Según la Fiscalía del Distrito Sur de Nueva York, Tartaglione, de 56 años, secuestró y asesinó a Martín Luna, sus sobrinos Miguel Luna y Urbano Santiago, y a Héctor Gutiérrez, un amigo de la familia, el 11 de abril de 2016. Tartaglione sospechaba que Martín Luna le había robado 250,000 dólares destinados a la compra de cocaína.
El juez Kenneth Karas, al dictar la sentencia, calificó a Tartaglione como un “monstruo” que no ha mostrado remordimiento por sus acciones.

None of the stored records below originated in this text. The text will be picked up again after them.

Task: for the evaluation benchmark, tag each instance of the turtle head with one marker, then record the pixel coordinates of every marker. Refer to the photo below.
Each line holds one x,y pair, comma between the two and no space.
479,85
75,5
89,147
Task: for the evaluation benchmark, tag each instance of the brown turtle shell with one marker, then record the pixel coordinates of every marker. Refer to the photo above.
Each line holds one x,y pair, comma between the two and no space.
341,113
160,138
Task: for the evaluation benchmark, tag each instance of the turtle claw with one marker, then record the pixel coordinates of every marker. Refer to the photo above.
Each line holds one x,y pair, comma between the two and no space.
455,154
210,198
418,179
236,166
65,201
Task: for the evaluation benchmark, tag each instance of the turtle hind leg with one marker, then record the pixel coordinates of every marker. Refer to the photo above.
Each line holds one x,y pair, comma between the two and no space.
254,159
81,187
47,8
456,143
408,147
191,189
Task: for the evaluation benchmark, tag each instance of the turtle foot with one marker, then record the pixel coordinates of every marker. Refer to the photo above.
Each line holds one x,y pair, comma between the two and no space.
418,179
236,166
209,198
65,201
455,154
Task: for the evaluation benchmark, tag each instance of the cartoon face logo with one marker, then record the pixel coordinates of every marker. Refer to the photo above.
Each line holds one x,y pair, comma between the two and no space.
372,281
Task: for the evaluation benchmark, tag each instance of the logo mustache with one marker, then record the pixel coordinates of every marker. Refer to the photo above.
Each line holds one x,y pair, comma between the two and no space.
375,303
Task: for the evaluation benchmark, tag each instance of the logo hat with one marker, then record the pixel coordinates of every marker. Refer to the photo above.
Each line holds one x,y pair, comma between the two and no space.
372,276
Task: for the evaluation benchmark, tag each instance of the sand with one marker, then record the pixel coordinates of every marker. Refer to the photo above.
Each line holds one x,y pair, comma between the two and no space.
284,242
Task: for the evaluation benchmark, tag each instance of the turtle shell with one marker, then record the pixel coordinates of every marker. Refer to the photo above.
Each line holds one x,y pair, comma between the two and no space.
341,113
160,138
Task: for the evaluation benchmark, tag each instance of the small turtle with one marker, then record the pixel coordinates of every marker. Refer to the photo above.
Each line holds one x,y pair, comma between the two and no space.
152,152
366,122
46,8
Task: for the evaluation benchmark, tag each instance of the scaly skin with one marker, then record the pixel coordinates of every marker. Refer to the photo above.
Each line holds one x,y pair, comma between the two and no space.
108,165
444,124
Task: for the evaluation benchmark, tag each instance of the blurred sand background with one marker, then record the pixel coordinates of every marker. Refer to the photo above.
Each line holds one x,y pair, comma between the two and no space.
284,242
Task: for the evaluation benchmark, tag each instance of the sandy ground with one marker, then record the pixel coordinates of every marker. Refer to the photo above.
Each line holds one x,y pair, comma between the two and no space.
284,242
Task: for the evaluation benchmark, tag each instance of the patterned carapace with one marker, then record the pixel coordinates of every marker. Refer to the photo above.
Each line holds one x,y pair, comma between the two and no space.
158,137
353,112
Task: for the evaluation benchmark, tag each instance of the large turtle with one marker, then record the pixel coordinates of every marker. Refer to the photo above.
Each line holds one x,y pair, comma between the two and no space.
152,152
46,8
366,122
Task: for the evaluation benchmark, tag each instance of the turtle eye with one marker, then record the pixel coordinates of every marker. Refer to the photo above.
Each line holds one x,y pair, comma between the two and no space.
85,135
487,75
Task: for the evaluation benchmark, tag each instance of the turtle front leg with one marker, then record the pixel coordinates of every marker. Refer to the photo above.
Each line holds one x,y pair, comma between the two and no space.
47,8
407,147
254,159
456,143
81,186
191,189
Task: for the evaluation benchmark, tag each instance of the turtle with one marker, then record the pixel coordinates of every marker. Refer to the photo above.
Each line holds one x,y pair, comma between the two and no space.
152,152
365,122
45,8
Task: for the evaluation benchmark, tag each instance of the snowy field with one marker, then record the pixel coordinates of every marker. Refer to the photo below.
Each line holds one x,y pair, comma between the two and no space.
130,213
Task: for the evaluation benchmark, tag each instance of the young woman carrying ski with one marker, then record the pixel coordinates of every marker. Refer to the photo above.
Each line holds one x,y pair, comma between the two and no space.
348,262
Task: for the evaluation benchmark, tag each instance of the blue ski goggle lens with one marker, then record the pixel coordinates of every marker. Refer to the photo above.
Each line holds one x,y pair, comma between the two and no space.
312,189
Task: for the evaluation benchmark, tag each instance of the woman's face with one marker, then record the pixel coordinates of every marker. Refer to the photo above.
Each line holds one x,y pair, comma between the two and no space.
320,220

Durante el juicio, la Fiscalía reveló que Tartaglione planificó su venganza y atrajo a Martín Luna a un bar, donde este llegó acompañado por sus dos sobrinos y un amigo. Posteriormente, llevó a Martín a su finca, donde lo inmovilizó, torturó y finalmente estranguló con una brida porque no le reveló la ubicación del dinero.
Los sobrinos de Martín, Urbano (35) y Miguel (25), junto con Héctor (43), fueron llevados a un área boscosa por Tartaglione y dos cómplices, donde fueron asesinados de un tiro en la nuca por haber presenciado el asesinato de Martín. Los cuerpos fueron enterrados en una fosa común en una propiedad de Tartaglione, donde el FBI los halló en diciembre de 2016.
Nicholas Tartaglione compartió celda posteriormente con Jeffrey Epstein, el financiero condenado por abuso sexual.
El fiscal federal Damian Williams agradeció los esfuerzos de los agentes del orden y fiscales, destacando que gracias a su trabajo incansable, Tartaglione ha tenido que rendir cuentas por sus crímenes.